Is anyone aware of a notation that allows to specify, unambiguously, under
which calls to a C function are multithread-safe?

I would like to start documenting the multithread-safety of the functions in
gnulib and other libraries (libunistring, libgettextpo, ...).

A simple annotation
  /* mt-safe */
won't do it, because many functions are only mt-safe in specific conditions.

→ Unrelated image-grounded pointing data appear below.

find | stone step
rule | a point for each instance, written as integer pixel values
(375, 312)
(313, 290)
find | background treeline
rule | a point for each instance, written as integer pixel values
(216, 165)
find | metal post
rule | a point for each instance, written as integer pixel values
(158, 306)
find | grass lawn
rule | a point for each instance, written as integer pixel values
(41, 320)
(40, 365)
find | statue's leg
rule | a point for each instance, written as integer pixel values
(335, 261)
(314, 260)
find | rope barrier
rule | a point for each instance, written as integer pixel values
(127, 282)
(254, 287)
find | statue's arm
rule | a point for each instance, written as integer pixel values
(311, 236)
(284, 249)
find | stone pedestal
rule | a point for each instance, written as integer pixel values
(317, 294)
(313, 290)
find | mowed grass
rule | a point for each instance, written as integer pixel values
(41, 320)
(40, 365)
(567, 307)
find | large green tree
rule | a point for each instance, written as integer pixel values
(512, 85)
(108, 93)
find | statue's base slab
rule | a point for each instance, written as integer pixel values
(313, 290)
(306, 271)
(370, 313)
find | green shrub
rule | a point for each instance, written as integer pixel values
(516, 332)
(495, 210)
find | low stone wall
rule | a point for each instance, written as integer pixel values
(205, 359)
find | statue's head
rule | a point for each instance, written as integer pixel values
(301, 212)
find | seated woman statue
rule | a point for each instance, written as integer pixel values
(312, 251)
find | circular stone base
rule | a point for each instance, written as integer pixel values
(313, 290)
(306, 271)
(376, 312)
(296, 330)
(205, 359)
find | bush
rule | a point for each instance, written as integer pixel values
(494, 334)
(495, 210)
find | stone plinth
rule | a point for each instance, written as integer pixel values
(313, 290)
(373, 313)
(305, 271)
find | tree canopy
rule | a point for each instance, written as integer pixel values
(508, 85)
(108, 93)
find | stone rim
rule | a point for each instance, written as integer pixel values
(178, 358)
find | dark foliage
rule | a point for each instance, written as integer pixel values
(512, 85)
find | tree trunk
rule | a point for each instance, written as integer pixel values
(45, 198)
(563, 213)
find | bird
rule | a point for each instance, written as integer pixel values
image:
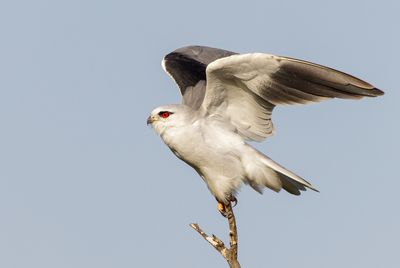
(227, 100)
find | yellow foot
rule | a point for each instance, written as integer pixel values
(221, 209)
(222, 206)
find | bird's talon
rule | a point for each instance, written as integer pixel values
(221, 209)
(233, 200)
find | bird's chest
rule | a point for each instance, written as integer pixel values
(199, 147)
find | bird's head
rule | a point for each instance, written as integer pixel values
(165, 117)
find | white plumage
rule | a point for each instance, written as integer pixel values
(228, 99)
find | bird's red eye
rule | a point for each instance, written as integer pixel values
(164, 114)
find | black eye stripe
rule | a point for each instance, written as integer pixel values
(160, 113)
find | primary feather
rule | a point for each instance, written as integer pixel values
(228, 98)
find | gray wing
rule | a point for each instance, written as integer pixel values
(187, 66)
(245, 88)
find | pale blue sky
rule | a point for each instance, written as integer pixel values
(85, 183)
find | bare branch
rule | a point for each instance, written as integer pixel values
(230, 254)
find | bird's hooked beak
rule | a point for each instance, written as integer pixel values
(150, 120)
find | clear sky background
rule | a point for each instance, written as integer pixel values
(85, 183)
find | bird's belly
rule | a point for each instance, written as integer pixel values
(217, 159)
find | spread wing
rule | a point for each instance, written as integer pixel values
(187, 66)
(245, 88)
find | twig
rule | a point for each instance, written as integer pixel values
(230, 254)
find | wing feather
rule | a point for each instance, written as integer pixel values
(245, 88)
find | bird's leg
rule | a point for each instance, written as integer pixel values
(222, 206)
(233, 200)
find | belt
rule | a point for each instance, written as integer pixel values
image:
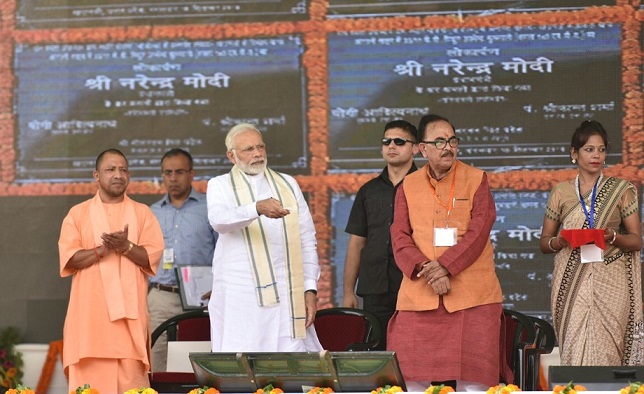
(171, 289)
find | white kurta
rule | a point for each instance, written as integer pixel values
(238, 323)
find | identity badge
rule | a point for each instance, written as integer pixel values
(445, 236)
(168, 258)
(591, 253)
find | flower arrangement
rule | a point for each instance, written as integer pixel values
(86, 389)
(320, 390)
(503, 389)
(204, 390)
(441, 389)
(142, 390)
(387, 390)
(633, 388)
(10, 360)
(269, 390)
(570, 388)
(20, 390)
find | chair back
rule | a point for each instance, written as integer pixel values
(188, 326)
(345, 329)
(519, 335)
(544, 344)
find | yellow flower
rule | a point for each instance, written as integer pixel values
(12, 372)
(20, 390)
(320, 390)
(204, 390)
(503, 389)
(269, 390)
(633, 388)
(570, 388)
(141, 390)
(442, 389)
(86, 389)
(387, 390)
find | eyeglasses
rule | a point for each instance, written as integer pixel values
(176, 172)
(440, 143)
(250, 149)
(397, 141)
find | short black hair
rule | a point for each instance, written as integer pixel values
(403, 125)
(586, 129)
(112, 151)
(178, 152)
(428, 119)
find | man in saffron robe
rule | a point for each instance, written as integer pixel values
(448, 315)
(110, 245)
(265, 268)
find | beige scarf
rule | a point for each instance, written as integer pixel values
(118, 273)
(259, 252)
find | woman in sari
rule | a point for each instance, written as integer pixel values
(596, 306)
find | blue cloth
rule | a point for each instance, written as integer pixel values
(187, 231)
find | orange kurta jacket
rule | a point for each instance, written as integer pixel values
(475, 285)
(89, 331)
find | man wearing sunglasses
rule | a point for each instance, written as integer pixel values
(370, 259)
(446, 326)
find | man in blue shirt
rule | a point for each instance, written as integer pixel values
(188, 237)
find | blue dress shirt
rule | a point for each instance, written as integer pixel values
(187, 231)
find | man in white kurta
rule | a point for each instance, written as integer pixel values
(238, 322)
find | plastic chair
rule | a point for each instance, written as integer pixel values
(544, 344)
(188, 326)
(520, 336)
(347, 329)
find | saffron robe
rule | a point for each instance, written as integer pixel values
(107, 316)
(455, 336)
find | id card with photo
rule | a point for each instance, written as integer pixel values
(445, 236)
(168, 258)
(591, 253)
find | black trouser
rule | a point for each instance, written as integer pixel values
(383, 306)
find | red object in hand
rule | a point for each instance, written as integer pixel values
(583, 236)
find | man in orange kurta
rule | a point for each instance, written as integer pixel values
(448, 315)
(110, 244)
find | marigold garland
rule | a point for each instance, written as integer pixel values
(204, 390)
(633, 388)
(441, 389)
(320, 390)
(570, 388)
(269, 390)
(20, 389)
(503, 389)
(387, 390)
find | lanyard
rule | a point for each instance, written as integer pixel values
(590, 215)
(450, 205)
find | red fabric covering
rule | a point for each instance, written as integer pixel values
(583, 236)
(438, 345)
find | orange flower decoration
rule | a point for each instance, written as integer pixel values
(503, 389)
(387, 390)
(20, 390)
(633, 388)
(320, 390)
(442, 389)
(204, 390)
(570, 388)
(269, 390)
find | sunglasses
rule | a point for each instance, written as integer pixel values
(397, 141)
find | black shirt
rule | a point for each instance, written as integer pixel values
(371, 216)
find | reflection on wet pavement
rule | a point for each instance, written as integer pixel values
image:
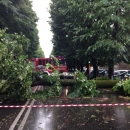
(81, 118)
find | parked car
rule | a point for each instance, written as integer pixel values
(102, 72)
(120, 73)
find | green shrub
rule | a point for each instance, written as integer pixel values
(105, 83)
(122, 87)
(15, 72)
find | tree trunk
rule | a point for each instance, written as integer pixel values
(95, 67)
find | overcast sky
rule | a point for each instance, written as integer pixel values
(41, 8)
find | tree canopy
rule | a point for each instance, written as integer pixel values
(95, 29)
(19, 17)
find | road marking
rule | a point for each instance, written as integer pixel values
(21, 126)
(18, 117)
(68, 105)
(21, 112)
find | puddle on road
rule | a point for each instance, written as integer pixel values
(81, 118)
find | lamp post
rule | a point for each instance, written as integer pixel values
(88, 70)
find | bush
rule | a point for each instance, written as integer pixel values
(122, 87)
(105, 83)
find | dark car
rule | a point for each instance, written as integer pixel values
(120, 73)
(102, 72)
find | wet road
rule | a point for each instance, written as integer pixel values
(81, 118)
(72, 118)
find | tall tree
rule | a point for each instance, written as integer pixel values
(18, 17)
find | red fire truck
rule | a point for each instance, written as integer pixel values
(44, 61)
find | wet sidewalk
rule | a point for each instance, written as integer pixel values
(81, 117)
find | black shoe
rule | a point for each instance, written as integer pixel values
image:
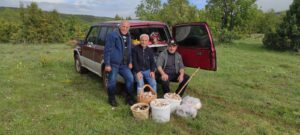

I'm thinking of a more elaborated annotation
  /* mt-safe [if_different(argument ...)]
             [if_fixed(global_variable ...)]
             [if_locked(global_variable ...)]
             [if_mt_safe(argument ...)]
             [if_not_called(function ...)] */

with the following examples:

1)
  /* mt-safe if_different(cd) */
  size_t iconv (iconv_t cd,
                char **inbuf, size_t *inbytesleft,
                char **outbuf, size_t *outbytesleft);

  means that different threads can call iconv() at the same time on
  different iconv_t descriptors, but not on the same one.

2)
  /* mt-safe if_fixed(program_name) */
  void error (int status, int errnum, const char *message, ...);

  means that different threads can call error(), as long as no thread
  modifies or frees the program_name variable.

3)
  /* mt-safe if_locked(gettext_lock) */
  char * some_gettext_internal_function (...);

  means that different threads can call the some_gettext_internal_function,
  if all take care to lock gettext_lock during the call.

4)
  /* mt-safe if_mt_safe(func) */
  int pthread_once (pthread_once_t *once_control, void (*func) (void));

  means that if func is mt-safe, the calls to pthread_once with this
  function as argument are mt-safe as well. (It's a bad example: In this case,
  func will typically have side effects. What we actually want to express
  is that pthread_once does not have more side effects than func has.)

5)
  /* mt-safe if_not_called(setlocale) */
  char *nl_langinfo (nl_item item);

  means that different threads can call nl_langinfo(), as long as no thread
  invokes setlocale.

But before I reinvent the wheel, maybe it has already been invented?